Question

jose is choosing a 3-letter password from the letters a,b,c,d. the password cannot have the same letter repeated in it. how many passwords are possible

Answer 1

Alright, so we are dealing with permutations. Permutations are the number of combinations in a specific order possible for the set. 

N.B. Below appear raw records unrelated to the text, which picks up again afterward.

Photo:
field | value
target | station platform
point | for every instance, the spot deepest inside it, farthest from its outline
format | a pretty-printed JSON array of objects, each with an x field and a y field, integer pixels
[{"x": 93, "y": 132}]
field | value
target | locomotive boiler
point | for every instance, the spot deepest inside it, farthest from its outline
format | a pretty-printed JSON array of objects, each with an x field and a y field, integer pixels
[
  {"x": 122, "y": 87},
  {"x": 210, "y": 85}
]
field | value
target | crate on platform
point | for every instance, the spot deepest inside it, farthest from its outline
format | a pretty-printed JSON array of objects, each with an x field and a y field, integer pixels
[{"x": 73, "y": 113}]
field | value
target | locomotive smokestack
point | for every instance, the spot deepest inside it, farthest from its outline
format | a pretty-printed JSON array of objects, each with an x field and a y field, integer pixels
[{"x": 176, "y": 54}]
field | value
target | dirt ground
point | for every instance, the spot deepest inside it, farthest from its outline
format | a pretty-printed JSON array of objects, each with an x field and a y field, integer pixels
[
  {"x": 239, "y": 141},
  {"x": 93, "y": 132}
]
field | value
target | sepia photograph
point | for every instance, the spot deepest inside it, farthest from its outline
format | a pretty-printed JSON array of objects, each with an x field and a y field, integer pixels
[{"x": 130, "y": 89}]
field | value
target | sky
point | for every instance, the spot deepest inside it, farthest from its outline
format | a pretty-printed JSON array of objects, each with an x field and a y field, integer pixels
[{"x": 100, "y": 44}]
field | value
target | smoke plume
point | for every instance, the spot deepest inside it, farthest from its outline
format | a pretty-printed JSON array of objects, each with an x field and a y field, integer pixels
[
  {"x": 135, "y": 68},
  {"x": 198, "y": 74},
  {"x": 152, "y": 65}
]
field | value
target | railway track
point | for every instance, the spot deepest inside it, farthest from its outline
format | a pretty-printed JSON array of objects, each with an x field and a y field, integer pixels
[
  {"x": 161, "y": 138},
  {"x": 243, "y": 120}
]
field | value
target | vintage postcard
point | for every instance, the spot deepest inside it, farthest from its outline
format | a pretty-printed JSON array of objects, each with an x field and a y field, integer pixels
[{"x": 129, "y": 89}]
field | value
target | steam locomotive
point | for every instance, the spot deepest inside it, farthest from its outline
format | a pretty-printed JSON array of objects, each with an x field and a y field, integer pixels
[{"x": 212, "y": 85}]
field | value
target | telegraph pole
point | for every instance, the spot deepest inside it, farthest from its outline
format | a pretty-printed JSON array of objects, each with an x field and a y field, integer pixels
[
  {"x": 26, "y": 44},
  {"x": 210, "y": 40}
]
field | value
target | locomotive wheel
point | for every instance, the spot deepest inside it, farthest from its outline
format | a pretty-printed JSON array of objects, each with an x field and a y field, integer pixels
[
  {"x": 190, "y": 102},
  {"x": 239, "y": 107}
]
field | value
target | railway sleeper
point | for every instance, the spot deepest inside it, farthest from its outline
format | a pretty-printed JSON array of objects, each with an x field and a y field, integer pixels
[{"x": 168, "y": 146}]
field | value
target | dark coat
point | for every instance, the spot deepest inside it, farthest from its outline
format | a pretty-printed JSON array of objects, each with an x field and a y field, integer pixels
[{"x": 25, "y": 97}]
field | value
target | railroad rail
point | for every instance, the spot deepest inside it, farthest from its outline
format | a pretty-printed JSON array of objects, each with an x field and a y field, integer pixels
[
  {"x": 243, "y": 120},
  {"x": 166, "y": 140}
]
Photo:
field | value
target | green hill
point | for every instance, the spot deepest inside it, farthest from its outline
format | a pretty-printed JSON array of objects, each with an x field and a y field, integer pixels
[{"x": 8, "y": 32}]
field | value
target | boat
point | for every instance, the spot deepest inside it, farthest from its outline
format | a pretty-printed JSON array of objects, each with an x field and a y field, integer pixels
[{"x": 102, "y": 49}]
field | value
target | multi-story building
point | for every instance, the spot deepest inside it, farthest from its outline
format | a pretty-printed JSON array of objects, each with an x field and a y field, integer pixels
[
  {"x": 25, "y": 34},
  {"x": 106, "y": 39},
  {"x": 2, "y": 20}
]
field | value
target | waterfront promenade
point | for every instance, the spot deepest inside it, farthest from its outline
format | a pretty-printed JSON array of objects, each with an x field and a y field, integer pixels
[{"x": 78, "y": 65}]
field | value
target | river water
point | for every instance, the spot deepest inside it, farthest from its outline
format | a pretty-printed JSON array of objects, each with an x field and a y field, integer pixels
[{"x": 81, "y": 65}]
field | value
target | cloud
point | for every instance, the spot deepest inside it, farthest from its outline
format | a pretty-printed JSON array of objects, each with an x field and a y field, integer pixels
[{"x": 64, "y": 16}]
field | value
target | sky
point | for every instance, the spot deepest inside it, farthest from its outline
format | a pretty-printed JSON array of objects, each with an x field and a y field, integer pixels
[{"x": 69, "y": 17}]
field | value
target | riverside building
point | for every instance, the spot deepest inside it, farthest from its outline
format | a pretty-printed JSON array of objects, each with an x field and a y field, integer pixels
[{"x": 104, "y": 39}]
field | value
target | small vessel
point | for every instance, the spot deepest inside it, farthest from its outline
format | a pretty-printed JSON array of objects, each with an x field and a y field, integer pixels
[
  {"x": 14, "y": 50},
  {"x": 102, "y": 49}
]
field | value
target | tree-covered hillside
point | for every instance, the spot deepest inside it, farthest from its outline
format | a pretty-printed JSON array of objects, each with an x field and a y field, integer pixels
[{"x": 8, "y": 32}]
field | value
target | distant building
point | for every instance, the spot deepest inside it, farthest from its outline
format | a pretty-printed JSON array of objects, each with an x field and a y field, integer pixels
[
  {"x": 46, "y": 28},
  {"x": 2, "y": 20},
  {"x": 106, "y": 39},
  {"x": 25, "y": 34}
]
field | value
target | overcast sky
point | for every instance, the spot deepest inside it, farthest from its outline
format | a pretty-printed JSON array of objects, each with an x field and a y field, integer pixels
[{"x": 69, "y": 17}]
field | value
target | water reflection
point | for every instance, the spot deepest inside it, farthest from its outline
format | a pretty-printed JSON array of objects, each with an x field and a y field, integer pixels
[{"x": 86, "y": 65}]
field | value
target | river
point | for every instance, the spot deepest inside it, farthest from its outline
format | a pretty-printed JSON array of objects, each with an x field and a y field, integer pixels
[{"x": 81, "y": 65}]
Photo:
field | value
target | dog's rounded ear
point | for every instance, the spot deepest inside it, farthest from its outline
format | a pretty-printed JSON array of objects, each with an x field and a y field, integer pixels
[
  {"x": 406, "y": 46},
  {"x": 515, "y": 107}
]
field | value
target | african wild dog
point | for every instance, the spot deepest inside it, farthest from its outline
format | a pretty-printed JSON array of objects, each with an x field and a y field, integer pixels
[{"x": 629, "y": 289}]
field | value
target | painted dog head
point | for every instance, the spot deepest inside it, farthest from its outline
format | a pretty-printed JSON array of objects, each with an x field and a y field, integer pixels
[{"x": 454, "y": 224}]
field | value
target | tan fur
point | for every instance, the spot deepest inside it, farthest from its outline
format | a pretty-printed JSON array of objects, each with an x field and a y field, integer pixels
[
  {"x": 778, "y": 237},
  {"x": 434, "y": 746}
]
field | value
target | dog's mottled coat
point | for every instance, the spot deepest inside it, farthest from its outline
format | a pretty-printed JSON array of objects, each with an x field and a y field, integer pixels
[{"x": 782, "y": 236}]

There's 4 letters, each one can be paired with 3 other letters, but those letters could be in different orders. To figure out how many variations of each combination there are (aka the number of permutations) use this formula:

$_{n}P_{r}= \frac{n!}{(n-r)!}$

$r=$ number of elements in the subset

$n=$ number of elements in the set

$P=$ permutations of the set

There are only 3 elements in the subset because there is 1 that will not be repeated in each set, and there are 4 elements in the set.

Here's the math:

$_{n}P_{r}= \frac{n!}{(n-r)!}$

$_{4}P_{3}= \frac{4!}{(4-3)!}$

$_{4}P_{3}= \frac{4!}{(1)!}$

$_{4}P_{3}= \frac{4(3)(2)(1)}{1}$

$_{4}P_{3}=24$

There are 24 permutations. I can prove this by showing you the model:

ABCD, ABDC, ACBD, ACDB, ADBC, ADCB are the 6 arrangements possible of the set starting with the letter A. Because there are 4 letters, the total amount of permutations without repeated letters is 4 (letters) times 6 (possible arrangements), which equals 24.

Hope this helps!

Answer: 24 passwords are possible